ISO Wonton Fillings and prep methods
I have several packages of wonton wrappers. Now I need filling ideas. Do I use peanut oil or broth? Recipes for appetizers, in soup or just plain ole dinner. What's your favorite wonton filling/method? Best way to steam wontons? Ideal wrapping method?
Thanks in advance!
Okies so once again here I am at the drive-thru and I am paying 2.95 for 10 tiny deep fried wontons and I start think...I bet my friends at Chow will know what to do! SO here I am browsing past chats looking for clues. I found several and have printed them out but just to clarify... YOUR saying there is no wrong way to cook a wonton!
Now I plan on deep frying them as I went out and bought a fry daddy just for this occasion, but once again I SHOULD Have read chow first as I see you can fry them in a deep pan.

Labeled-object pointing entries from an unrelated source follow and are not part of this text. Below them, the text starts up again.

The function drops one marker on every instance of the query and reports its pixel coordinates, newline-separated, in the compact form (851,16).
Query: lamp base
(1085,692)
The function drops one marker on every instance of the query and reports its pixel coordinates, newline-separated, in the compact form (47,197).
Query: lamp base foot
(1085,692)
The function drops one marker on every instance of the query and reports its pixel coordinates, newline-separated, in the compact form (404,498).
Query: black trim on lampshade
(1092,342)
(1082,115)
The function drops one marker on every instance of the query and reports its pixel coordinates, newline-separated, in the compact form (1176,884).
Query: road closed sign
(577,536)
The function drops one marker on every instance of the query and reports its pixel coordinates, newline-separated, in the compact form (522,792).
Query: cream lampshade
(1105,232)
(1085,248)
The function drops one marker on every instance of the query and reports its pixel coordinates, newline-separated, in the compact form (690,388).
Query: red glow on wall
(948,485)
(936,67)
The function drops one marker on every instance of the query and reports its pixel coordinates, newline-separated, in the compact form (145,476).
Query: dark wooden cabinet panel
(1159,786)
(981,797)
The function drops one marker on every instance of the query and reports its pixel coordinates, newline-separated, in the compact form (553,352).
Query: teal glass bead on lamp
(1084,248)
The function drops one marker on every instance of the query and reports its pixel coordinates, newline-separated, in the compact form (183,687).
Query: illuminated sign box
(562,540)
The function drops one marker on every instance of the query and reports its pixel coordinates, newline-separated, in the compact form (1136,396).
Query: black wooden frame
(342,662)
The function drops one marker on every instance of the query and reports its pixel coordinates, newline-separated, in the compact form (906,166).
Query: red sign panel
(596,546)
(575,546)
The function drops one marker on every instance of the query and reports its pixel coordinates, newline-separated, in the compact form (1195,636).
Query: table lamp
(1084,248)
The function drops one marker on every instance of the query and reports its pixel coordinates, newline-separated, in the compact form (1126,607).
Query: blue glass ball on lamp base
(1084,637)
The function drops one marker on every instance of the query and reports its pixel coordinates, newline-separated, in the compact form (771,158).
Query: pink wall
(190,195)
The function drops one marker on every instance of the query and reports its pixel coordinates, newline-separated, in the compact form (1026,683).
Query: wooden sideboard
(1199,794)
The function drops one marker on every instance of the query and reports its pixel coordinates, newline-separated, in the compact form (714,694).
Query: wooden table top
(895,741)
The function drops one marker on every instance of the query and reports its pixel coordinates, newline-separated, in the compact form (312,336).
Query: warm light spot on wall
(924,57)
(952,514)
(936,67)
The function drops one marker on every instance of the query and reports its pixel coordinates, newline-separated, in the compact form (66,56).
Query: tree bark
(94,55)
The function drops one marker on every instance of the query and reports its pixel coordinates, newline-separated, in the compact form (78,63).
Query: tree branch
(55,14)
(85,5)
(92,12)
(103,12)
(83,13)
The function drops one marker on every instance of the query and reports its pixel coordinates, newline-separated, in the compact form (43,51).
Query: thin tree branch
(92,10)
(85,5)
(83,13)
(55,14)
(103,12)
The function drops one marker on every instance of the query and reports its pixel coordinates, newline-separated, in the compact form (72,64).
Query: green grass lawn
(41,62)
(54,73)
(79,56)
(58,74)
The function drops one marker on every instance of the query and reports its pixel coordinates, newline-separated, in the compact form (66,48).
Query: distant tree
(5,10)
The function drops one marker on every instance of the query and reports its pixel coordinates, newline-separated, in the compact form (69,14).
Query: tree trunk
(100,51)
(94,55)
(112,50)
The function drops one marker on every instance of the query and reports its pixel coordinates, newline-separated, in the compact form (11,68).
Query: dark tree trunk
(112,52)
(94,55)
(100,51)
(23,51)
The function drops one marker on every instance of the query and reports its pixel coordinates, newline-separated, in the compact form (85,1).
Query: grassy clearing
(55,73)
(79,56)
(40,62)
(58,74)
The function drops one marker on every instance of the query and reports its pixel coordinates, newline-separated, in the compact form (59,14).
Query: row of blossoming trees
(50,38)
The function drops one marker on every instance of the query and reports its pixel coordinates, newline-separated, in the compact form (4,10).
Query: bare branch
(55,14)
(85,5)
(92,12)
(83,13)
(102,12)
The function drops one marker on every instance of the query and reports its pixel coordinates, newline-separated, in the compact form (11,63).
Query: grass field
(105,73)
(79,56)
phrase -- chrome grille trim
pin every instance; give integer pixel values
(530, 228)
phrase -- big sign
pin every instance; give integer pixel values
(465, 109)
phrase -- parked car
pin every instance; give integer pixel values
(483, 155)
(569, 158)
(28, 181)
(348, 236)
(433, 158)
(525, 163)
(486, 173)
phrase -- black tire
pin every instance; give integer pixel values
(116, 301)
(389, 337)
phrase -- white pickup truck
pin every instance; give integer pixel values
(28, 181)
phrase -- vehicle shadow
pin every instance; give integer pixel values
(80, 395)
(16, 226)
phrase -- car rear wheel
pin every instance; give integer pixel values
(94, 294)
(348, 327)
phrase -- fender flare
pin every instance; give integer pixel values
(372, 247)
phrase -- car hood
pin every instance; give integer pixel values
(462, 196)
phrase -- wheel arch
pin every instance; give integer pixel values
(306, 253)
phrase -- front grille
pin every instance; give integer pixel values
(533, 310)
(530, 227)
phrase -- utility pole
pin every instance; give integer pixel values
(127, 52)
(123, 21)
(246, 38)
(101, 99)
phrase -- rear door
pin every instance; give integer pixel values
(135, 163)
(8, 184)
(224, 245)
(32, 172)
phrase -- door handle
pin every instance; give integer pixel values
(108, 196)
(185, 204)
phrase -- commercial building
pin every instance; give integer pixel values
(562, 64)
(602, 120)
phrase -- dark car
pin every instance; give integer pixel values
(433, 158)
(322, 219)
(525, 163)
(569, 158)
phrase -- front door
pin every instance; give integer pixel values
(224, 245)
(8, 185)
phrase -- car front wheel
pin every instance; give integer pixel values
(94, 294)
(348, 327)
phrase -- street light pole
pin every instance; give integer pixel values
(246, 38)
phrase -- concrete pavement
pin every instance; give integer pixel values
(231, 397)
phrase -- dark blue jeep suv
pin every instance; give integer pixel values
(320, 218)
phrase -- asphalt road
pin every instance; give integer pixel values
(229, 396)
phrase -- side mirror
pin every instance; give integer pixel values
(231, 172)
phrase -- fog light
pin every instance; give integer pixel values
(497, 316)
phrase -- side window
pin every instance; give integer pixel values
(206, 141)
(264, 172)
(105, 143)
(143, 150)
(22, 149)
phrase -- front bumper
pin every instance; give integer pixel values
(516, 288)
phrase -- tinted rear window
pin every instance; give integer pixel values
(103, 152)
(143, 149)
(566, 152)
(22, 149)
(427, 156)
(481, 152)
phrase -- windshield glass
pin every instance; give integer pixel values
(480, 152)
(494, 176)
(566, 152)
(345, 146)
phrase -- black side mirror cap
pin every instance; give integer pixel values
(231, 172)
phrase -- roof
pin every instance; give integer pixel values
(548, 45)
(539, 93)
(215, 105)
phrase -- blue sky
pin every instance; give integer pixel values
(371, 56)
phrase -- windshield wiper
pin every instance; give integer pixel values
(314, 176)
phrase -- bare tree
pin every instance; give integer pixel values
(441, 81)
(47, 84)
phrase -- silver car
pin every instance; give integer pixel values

Which I would have never thought possible! So here are my clarifying questions.
Stuff it with anything you want let your imagination be your guide and your taste buds?
Fry it briefly and test with a small strip first, to see if the oil is ready... briefly 2 to 3 minutes? Even if using beef or pork?
Don’t use Olive oil?
I love olive oil.... what if its an extra virgin light? Would almond oil be better?
Once again thanks so much I am going to try a whole batch tomorrow! We are going to have so many wontons! I might have to take a few to work I might post a few of my recipes of the good ones, for future wonton browsers!
Okay, tonight I attempted three wonton fillings; two steamed, one pan fried. I guess going into this my problem was in treating wontons differently than ravioli. Once I realized I could use my experience with one to expand my confidence with the other I was ready to dig in.
Taking the best of all suggestions posted I made a dried mushroom filling, a butternut squash and ginger filling and a crab and leek filling. The mushroom wonton was lightly fried, the others steamed. Wayne, I created a dipping sauce palette from all of your terrific suggestions and soy sauce with scallions was the favorite. Because the kids still avoid garlic, I didn't add it this time. Steamed rice and chicken broth (with a few floating wontons) rounded out dinner.
Thank you for helping me experiment. I have a long way to go on variations and preparation but I'm energized!
This is one thing that offers a whole wide rainbow range of options, both in terms of the variety of different dishes you end up with, and the range of "make it complex and subtle" all the way to "quick and simple." And after all THAT, then you get to the variety of dips/garnishes/sauces.
Start with wonton wrappers.
"Crab Rangoon" has already been discussed above (and I have yet to see any in a restaurant that contain anything other than plain cream cheese)
When I want enough for my family and it has already been a long day, fill with ground pork mixed with a few drops of soy sauce, and steam (steaming: tear a square of foil or parchment a bit smaller than the steamer, place the wontons on that liner, and when filled move on to the next in the stack of steamers - steam 15 minutes.) If I'm really in a "just get it on the table" mood, ground beef is OK.
Wonton soup can be "quick and simple" pretty much as above (I'd steam them and then add them to the broth at the last minute). But a simple wonton soup can be awesome if you use a superior and carefully-made broth instead of a can of chicken broth, and the filling should, for best effect, be ground shrimp/scallion, cornstarch, salt, white pepper, and add some small whole shrimp before mixing and filling and steaming.
What else can go in a wonton? Study the "frozen dumpling" section of a large Asian market: minced kimchee is great - you'll find many more ideas.
Wontons, IMO, lose much of their subtlety when fried.
let's begin with a mix of soy sauce, scallion, minced garlic. You can add hot chili paste. You can add sugar (and/or chili paste) and thicken by boiling with a bit of cornstarch.
Next, hoisin. Just plain hoisin. Maybe thin it just a teensy bit.
Of course, a fruity "duck sauce" is popular.
Korean hot pepper paste is good by itself, or as an addition to any of the above.
My favorite dip is a dish with a splash of good sesame oil, a dab of Korean soybean paste, and salt. Dipping in various spots, or mixing while dining, offers a variety of intensities and balances.